Queens DA & Activists Go Head To Head Over Bail Effort

By Clarissa Sosin

A feud has broken out over a growing civil rights group tactic to reform the criminal justice system in New York City. Organizers and volunteers with the Mass Bail Out — a collaborative month-long action organized by the RFK Human Rights group to shine a light on issues within New York City’s criminal justice cash bail system — have been pitted against Queens District Attorney Richard A. Brown over the effectiveness and safety of their tactics.

Queens District Attorney Richard A. Brown. Credit AP Photo/Bebeto Matthews.

Queens District Attorney Richard A. Brown. Credit AP Photo/Bebeto Matthews.

“It exemplifies that Queens continually has stayed behind and on the wrong side of these issues in New York City,” said Co-Executive Director of VOCAL-NY Alyssa Aguilera about Brown’s stance.

VOCAL-NY is one of the main organizations involved in the Mass Bail Out.

Brown stated his opposition to the effort, which solicited dozens of volunteers to bail out women and juveniles detained in the jails on Rikers Island, who cannot afford to post bail, in an op-ed published in the New York Post on Oct. 5.

“The consequences of this well-intentioned, but ill-conceived, plan will fall most heavily on the people who live in the neighborhoods to which these defendants will return. One can only conclude that someone, somewhere, will be hurt as a result of this project.” Brown wrote.

The long-termed district attorney was one of numerous city officials and bail bonds advocates that have spoken out against the Mass Bail Out due to concerns about public safety. His office did not respond to a request for comment for this story.

Managing Attorney at RFK Human Rights and one of the organizers of the Mass Bail Out Wade McMullen said that he felt there needed to be an open and honest conversation about public safety and the role that cash bail plays.

“For far too long we've let fear based rhetoric and fear mongering result in really bad criminal justice policy. Not just bad and expensive, but unfair and unjust,” he said. “We need to talk about how the whole system works and how pretrial incarceration itself reduces public safety. Ripping kids from classrooms, mothers from their children and their families, caretakers, income providers.”

The Mass Bail Out has three goals McMullen said. The first is to free the incarcerated women and juveniles who cannot afford bail. The second is to expose people to the realities of a cash bail system and to mobilize them to fight for reform.

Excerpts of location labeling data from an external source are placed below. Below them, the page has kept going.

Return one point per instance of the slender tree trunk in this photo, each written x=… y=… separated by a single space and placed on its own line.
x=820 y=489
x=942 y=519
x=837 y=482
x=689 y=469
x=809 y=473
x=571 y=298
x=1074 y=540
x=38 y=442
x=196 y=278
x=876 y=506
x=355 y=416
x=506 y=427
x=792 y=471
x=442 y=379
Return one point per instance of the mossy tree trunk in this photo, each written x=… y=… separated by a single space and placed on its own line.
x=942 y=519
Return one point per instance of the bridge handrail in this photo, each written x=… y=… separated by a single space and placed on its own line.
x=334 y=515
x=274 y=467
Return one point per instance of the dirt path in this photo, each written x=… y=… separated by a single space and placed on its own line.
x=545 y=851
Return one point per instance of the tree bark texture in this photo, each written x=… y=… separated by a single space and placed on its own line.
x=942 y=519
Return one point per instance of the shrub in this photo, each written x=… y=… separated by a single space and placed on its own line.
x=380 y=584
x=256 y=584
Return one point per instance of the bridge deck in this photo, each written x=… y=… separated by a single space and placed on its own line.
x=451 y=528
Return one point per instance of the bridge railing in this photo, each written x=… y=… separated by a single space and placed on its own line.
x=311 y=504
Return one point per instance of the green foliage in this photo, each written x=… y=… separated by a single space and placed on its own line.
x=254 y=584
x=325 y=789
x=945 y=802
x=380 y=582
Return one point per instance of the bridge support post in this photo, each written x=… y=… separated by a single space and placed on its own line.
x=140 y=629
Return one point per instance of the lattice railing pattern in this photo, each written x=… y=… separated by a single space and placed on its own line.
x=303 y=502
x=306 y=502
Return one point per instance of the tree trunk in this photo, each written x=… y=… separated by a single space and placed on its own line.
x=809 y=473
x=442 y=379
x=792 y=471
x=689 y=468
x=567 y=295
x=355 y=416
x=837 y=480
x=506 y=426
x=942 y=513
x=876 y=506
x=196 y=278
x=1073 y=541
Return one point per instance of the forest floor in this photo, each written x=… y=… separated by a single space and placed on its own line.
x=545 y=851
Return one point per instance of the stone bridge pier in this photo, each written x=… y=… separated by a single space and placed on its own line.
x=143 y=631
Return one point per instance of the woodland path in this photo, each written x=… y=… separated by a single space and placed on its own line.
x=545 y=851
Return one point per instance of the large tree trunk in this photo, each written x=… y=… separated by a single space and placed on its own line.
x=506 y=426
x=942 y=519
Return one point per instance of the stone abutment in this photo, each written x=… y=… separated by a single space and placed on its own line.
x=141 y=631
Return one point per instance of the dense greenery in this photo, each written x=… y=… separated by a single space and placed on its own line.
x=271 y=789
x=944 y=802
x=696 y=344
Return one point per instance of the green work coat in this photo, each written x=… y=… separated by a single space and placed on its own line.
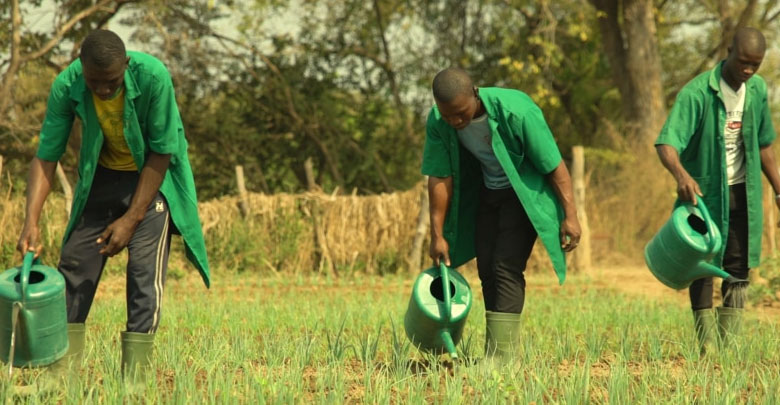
x=695 y=128
x=525 y=149
x=152 y=124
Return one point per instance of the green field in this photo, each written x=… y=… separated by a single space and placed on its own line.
x=260 y=340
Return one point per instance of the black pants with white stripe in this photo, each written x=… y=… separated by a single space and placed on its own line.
x=504 y=239
x=81 y=263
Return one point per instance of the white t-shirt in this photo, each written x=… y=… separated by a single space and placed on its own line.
x=732 y=133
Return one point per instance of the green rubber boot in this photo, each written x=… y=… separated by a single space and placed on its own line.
x=70 y=364
x=729 y=324
x=502 y=335
x=136 y=359
x=704 y=322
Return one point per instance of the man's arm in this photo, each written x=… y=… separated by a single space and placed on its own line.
x=570 y=231
x=440 y=195
x=769 y=167
x=39 y=181
x=687 y=187
x=117 y=235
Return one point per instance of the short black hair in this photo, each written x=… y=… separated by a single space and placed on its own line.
x=450 y=83
x=102 y=49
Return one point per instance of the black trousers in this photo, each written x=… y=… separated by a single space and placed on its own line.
x=504 y=239
x=82 y=265
x=735 y=257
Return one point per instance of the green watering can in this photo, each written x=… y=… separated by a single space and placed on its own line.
x=678 y=255
x=33 y=318
x=438 y=307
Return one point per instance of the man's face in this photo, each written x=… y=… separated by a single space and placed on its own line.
x=461 y=110
x=105 y=82
x=742 y=63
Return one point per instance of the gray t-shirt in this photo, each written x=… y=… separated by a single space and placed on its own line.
x=476 y=137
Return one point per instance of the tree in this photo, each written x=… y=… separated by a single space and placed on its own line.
x=628 y=34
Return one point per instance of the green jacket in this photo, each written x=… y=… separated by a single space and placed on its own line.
x=152 y=123
x=695 y=128
x=526 y=150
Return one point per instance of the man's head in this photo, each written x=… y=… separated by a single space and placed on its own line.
x=456 y=97
x=745 y=56
x=103 y=62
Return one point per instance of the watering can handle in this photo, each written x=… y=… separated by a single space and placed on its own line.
x=24 y=277
x=710 y=224
x=445 y=281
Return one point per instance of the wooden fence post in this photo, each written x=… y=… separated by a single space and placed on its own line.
x=414 y=259
x=320 y=241
x=243 y=203
x=582 y=254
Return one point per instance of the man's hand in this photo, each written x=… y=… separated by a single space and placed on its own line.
x=440 y=249
x=688 y=188
x=117 y=236
x=570 y=233
x=29 y=240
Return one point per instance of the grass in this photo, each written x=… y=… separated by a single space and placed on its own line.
x=261 y=340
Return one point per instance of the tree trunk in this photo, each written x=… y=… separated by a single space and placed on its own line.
x=631 y=46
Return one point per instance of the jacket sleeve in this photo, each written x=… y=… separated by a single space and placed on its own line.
x=683 y=121
x=58 y=121
x=164 y=122
x=766 y=130
x=538 y=143
x=436 y=154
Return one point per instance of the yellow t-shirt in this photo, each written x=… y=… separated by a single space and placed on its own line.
x=115 y=153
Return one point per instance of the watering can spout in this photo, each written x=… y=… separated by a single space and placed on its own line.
x=705 y=269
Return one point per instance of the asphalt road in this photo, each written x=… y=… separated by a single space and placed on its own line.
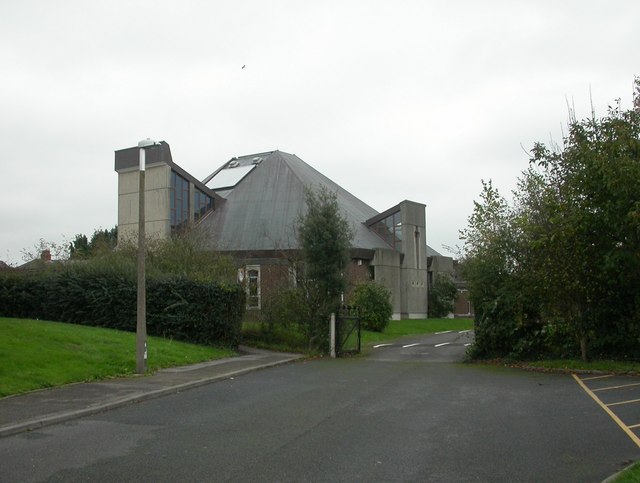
x=407 y=412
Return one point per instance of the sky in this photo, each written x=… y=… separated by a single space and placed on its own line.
x=392 y=100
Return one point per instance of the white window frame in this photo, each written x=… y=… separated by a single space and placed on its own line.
x=248 y=269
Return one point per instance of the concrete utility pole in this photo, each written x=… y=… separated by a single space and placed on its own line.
x=141 y=312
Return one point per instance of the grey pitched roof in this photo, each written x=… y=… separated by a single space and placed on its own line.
x=263 y=207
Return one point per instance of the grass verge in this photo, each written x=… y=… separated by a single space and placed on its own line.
x=630 y=475
x=37 y=354
x=576 y=365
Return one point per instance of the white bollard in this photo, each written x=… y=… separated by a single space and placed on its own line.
x=332 y=335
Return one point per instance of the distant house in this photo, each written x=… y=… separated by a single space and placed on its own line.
x=248 y=208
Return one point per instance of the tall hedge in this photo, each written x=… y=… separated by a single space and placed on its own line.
x=203 y=312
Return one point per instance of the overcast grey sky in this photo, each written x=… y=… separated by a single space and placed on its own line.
x=392 y=100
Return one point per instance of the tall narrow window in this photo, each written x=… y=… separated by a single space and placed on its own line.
x=179 y=204
x=390 y=230
x=253 y=287
x=202 y=203
x=417 y=234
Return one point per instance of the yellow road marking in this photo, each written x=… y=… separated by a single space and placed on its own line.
x=597 y=377
x=623 y=402
x=616 y=387
x=618 y=421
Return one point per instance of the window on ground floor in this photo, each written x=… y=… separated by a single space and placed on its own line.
x=253 y=287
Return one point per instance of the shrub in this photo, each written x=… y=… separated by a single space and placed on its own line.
x=442 y=296
x=204 y=312
x=373 y=302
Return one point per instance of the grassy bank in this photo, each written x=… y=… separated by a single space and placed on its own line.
x=37 y=354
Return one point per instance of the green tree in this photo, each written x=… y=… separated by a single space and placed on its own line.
x=325 y=237
x=102 y=241
x=374 y=305
x=558 y=270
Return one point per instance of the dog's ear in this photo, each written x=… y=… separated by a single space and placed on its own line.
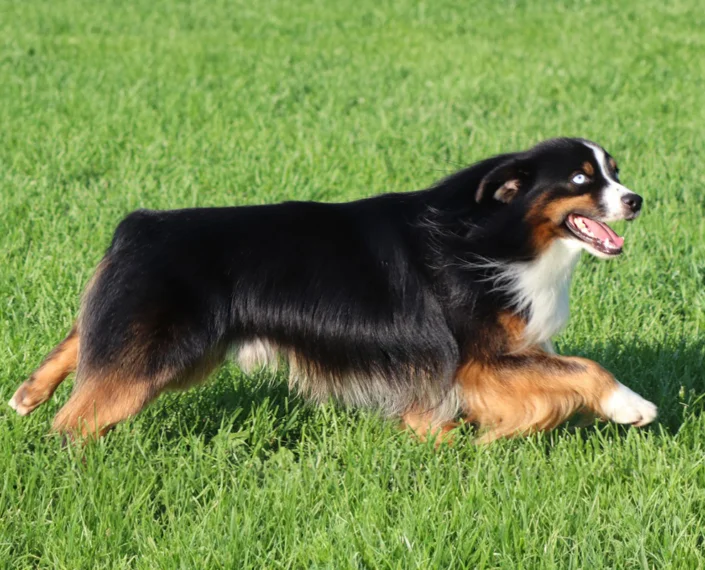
x=503 y=182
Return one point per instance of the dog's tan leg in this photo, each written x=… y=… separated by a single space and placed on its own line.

“Third is to shine a light on injustice for the broader community so people can see and understand what bail is, how money bail is being used as a mechanism to keep humans in cages instead of as a mechanism for release as intended,” said McMullen. “It's a way for us to expand people's imagination about decarceration.”

But McMullen emphasized that the effort is not a solution.

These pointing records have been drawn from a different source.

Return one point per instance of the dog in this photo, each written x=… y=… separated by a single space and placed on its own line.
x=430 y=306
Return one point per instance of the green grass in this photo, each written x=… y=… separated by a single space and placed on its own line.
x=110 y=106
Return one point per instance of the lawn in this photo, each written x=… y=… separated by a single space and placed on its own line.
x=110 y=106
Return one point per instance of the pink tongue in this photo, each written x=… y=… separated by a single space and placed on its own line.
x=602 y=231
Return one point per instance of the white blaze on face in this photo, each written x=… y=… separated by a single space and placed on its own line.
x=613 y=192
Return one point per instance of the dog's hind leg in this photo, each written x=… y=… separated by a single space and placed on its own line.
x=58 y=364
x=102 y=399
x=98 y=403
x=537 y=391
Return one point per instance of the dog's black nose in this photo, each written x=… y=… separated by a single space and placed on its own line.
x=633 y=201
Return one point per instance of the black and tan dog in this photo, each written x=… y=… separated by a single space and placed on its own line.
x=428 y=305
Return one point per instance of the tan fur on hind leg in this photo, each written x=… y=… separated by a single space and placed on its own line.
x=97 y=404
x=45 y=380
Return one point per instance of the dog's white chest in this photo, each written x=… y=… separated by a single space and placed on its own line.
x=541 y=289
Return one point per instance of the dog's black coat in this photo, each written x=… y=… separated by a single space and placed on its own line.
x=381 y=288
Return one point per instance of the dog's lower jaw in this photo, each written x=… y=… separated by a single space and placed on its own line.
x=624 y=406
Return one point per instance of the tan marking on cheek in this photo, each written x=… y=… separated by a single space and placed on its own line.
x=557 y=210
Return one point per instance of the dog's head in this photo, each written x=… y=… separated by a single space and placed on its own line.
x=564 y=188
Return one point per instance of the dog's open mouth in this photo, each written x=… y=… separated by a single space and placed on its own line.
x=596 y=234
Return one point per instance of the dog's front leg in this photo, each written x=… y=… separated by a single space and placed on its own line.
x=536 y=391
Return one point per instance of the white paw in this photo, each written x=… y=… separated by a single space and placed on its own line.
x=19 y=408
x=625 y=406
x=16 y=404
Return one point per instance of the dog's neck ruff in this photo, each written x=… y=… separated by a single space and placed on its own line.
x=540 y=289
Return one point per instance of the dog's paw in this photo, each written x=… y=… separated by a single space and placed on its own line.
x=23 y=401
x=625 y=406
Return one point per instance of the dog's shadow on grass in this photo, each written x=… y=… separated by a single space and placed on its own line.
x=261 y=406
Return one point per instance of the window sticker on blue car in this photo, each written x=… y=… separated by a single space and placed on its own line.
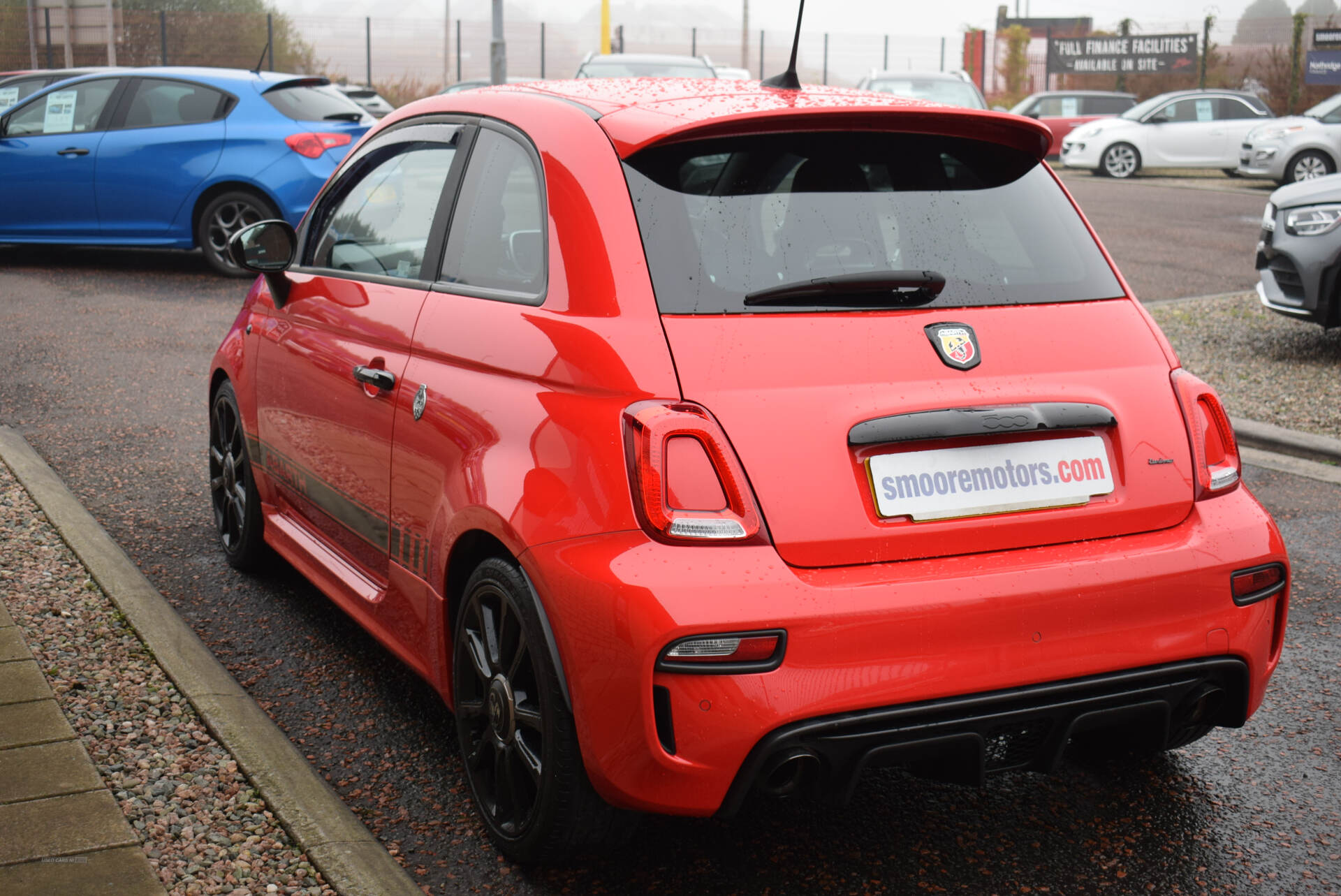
x=61 y=112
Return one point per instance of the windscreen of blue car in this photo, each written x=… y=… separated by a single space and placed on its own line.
x=726 y=218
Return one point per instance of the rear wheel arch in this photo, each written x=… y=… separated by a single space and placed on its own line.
x=469 y=552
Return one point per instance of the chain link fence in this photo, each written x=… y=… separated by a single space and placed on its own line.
x=409 y=58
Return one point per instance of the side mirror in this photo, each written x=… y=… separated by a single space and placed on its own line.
x=268 y=249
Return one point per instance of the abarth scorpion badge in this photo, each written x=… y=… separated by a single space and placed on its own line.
x=955 y=344
x=420 y=400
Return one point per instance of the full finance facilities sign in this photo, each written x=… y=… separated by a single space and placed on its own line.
x=1111 y=55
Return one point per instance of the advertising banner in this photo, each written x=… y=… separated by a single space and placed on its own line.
x=1326 y=38
x=1109 y=55
x=1323 y=67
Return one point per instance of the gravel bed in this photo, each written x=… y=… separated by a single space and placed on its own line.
x=1265 y=367
x=204 y=828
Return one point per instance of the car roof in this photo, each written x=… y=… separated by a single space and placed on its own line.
x=934 y=75
x=667 y=58
x=640 y=112
x=1084 y=93
x=221 y=77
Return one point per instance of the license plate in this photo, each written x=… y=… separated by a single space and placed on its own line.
x=990 y=479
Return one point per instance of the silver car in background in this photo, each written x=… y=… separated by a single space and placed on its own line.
x=1298 y=255
x=1296 y=148
x=953 y=89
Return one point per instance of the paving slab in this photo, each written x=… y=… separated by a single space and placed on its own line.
x=13 y=647
x=46 y=770
x=62 y=827
x=22 y=682
x=35 y=722
x=116 y=872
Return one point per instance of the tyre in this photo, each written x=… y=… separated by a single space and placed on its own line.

“It's an intervention that is needed right now on the long road toward structural reform,” he said.

Brown also wrote in his op-ed that as a foundation and not a family member or friend, RFK has no incentive to make sure the defendants show up for their court date. The president of Empire Bail Bonds, Michelle Esquenazi asked in a previous interview with the Eagle what happens if an inmate released through the foundation doesn’t show up to court?

Whenever an inmate is released from jail through a bail bondsman agency and they jump bail, bounty hunters are assigned to find the person. Several request for comment from RFK Human Rights group about plans for bail jumpers was not returned.

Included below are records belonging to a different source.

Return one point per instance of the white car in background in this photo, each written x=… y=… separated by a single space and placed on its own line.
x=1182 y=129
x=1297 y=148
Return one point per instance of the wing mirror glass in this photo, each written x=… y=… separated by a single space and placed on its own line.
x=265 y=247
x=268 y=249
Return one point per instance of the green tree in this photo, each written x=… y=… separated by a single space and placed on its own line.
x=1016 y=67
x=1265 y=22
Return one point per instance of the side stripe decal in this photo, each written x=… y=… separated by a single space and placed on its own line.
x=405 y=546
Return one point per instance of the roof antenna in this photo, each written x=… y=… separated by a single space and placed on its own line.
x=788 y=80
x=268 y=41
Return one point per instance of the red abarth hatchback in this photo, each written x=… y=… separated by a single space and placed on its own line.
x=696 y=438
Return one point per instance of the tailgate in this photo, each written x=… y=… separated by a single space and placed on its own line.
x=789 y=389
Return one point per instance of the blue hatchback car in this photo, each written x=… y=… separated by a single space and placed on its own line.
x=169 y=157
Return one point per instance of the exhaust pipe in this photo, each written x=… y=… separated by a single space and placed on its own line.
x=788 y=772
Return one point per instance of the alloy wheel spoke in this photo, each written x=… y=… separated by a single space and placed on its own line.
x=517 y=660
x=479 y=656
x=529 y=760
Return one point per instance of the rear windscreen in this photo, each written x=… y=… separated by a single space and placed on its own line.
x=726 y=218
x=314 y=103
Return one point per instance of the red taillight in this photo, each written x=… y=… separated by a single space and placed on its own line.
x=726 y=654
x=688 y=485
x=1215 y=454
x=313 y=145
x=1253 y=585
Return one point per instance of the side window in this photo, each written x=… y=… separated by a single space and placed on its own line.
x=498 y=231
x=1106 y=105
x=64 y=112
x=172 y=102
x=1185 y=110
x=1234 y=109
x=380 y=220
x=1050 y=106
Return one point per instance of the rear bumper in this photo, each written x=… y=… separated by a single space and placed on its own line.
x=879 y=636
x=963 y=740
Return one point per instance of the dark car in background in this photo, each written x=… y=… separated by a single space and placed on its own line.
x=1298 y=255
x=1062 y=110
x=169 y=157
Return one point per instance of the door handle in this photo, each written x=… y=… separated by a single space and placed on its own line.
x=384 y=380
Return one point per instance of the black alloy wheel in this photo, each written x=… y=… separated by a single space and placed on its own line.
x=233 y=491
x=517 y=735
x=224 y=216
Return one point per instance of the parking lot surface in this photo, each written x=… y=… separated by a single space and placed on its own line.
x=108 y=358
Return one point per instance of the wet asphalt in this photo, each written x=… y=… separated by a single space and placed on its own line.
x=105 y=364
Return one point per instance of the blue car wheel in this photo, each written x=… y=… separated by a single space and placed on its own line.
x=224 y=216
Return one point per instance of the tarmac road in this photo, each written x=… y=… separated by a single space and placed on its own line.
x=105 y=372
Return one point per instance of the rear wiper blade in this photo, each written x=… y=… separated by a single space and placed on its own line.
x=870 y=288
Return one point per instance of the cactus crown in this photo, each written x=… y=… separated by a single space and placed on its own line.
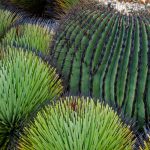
x=102 y=53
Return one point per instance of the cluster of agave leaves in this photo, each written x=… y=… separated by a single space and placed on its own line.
x=32 y=114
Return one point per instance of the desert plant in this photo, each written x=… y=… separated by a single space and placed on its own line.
x=6 y=20
x=26 y=83
x=103 y=53
x=76 y=123
x=35 y=37
x=146 y=144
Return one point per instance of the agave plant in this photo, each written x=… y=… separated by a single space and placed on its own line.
x=77 y=124
x=103 y=53
x=146 y=144
x=34 y=37
x=25 y=83
x=6 y=20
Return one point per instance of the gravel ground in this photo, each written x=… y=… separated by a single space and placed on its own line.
x=126 y=7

But, in a previous interview, McMullen said that they expect to have a similar return to court rate as the various community bail funds that already operate throughout the city.

One is the Brooklyn Bail Fund, which helps out people facing misdemeanor charges with bail set at $2,000 or less. According to the Brooklyn Bail Fund's data, their clients have a return to court rate of 95 percent. Most of the time it's as simple as sending a text message reminding the person of their court date, or helping them find childcare or transportation that will ensure that they show up at court, said McMullen.

In his op-ed, Brown also said that victims have been forgotten and that the Mass Bail Out will endanger them by releasing their perpetrators.

Erica Ford, a volunteer with the Mass Bail Out and the CEO of South Jamaica-based anti-violence organization LIFE Camp, refuted that argument saying that often times people are both victims and perpetrators.

“Half the time they can’t tell the difference between the victim or the perpetrator. There’s no love there for either one in terms of how the systems set up,” said Ford, who is also the co-creator of the Crisis Management System, an anti-violence network overseen and managed by the Mayor’s Office to Prevent Gun Violence. “People don’t get help. People don’t get the services and support.”

She said that the people being bailed out were only still incarcerated because they are poor. Releasing them back to their communities would give them access to services and support systems that would allow them to better fight their cases. Posting bail was the human thing to do, she said.

“If we were bailing out a bunch of white kids from the Upper East Side, I wonder if the conversation would be the same,” Ford said.